= Todd Radom =

American graphic designer (b. 1964)

Todd Radom (born 1964 in New York, New York) is a graphic designer who is responsible for many of the logos used by American sports teams. He is the author of the book Winning Ugly: A Visual History of the Most Bizarre Baseball Uniforms Ever Worn. His designs include the current logos of the Washington Nationals and Anaheim Angels. Among his many other creations were the logos for the Super Bowl, and the Basketball Hall of Fame.

In 2017, Radom worked with U.S. rapper and actor Ice Cube to create logos and uniforms for the BIG3 Basketball League. Also in 2017, the Chicago White Sox commissioned Radom to create their 2017 premium season ticket package.
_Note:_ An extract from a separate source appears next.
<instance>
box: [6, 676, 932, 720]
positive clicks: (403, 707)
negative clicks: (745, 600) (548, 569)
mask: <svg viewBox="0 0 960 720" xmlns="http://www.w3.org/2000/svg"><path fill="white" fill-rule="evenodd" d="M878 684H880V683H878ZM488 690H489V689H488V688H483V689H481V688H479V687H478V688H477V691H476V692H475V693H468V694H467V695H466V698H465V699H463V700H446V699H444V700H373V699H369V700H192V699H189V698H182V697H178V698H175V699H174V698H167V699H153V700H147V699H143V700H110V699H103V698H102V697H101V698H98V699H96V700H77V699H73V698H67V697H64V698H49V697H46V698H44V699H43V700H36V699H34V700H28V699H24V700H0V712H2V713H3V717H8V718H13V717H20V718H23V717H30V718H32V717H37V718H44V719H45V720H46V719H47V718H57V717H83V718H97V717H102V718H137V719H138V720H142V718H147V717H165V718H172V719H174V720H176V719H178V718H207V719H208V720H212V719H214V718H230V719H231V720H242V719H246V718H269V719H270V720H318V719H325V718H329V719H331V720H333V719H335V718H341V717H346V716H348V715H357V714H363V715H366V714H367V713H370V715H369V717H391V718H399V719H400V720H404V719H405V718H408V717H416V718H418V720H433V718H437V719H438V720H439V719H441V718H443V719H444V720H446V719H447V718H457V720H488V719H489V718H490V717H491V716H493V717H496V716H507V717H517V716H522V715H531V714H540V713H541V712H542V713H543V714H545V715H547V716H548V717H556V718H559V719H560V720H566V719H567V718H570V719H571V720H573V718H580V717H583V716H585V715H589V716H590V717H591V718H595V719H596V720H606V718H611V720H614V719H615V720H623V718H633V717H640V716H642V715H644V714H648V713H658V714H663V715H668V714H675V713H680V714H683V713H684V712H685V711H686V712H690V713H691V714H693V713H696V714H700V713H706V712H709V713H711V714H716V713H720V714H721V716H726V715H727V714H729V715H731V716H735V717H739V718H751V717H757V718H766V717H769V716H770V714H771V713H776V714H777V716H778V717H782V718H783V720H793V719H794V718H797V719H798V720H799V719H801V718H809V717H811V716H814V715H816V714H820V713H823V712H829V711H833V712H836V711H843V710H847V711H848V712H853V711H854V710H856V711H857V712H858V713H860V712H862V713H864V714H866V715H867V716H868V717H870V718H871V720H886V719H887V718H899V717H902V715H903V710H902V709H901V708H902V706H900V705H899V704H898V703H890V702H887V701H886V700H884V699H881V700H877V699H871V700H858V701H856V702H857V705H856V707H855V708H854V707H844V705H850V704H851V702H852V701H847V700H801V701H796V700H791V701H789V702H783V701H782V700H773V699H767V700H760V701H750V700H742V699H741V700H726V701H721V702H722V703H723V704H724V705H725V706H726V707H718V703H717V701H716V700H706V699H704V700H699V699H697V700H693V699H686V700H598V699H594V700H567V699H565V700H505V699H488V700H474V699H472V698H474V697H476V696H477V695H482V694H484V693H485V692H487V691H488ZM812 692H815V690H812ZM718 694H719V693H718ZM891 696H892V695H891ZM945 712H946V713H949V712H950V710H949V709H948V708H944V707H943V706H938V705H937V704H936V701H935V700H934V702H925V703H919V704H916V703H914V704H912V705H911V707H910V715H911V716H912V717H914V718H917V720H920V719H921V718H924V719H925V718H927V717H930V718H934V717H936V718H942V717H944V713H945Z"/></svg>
The National Baseball Hall of Fame and Museum in Cooperstown selected the project for inclusion in its permanent collection. In January 2024, Radom alongside another American sports logo designer, Bill Frederick, collaborated with KBO League's club, SSG Landers, to launch a brand new logo and corresponding uniform design for the team before the 2024 KBO season.

Radom's style is dominated by two elements: his distinctive use of typography and his inclusion of classic visual elements.

A 1986 graduate of the School of Visual Arts, Radom has designed hundreds of book covers and helped develop corporate identities for non-sports clients.

Before creating his own design firm in 1990, he worked in book publishing at William Morrow and Company and at Penguin Books. Currently he works and lives in Katonah, New York.